IPFS News Link • Bitcoin
A Quantum Theory of Money and Value
• Bitcoin MagazineThis is a guest post by David Orrell, a mathematician and author of books including Truth or Beauty: Science and the Quest for Order (Yale University Press). He is currently working on a book about money.
"I do not understand where the backing of bitcoin is coming from. There is no fundamental issue of capabilities of repaying it in anything which is universally acceptable, which is either intrinsic value of the currency or the credit or trust of the individual who is issuing the money, whether it's a government or an individual." — Alan Greenspan
Is bitcoin money? To most readers the answer will be a resounding yes, but to many people, including former Federal Reserve Chairman Alan Greenspan, the answer is less clear. Indeed, one of the things holding back the adoption of cybercurrencies such as bitcoin is that they do not conform with traditional ideas about money.
Bullionists, for example, argue that money needs to be backed by precious metal – and bitcoin is not. Chartalists (from the Latin charta for a record), on the other hand, assert that coins and other money objects are just tokens that the state agrees to accept as payment of things like taxes. Again, bitcoin fails. Most mainstream economists, meanwhile, would ascribe to the view that money has no unique or special qualities, but instead is defined by its roles, e.g. as a medium of exchange. But emerging cybercurrencies do not have much use as a medium of exchange – at least at first.
So how do they become money? The answer to this question is that money of any sort has quantum, dualistic properties – analogous to the wave/particle duality of quantum physics – which allow it to be booted up from the ether.

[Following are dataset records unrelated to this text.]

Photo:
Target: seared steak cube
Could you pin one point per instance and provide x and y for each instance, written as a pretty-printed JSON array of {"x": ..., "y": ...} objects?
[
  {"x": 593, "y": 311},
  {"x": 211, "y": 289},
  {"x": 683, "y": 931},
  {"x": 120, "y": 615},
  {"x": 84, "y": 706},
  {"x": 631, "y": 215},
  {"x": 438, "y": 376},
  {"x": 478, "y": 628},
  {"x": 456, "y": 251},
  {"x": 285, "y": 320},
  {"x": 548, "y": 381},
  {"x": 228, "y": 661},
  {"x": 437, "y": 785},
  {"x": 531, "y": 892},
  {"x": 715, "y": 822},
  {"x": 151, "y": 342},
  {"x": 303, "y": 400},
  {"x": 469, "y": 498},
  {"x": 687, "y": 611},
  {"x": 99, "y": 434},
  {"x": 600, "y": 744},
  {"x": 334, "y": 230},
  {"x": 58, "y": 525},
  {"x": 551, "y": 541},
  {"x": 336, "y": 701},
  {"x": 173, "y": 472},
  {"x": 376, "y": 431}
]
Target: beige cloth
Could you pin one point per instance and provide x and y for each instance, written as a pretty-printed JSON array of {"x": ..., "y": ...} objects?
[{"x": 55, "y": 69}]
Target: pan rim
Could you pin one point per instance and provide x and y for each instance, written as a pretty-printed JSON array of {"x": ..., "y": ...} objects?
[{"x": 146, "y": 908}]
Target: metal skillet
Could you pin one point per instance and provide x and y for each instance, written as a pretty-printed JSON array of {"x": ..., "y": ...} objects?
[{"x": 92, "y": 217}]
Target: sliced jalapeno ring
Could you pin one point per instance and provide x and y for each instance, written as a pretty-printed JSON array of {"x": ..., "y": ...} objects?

As an example of quantum money, consider a U.S. dollar bill. On the one hand, it is a physical object which can be owned, traded and valued. On the other hand, it represents the number one, which is why it says "1" or "one" in fifteen different places. And numbers and things are as different as waves and particles. Numbers live in the abstract, virtual world of mathematics, while things live in the real world. Numbers are exact, while qualities such as perceived value depend on the person and the context. Numbers are hard and fixed, like the particle aspect of matter. Concepts or judgments such as worth or value are fuzzy, like the wave aspect of matter. The tension between these contradictory aspects is what gives money its powerful and paradoxical qualities.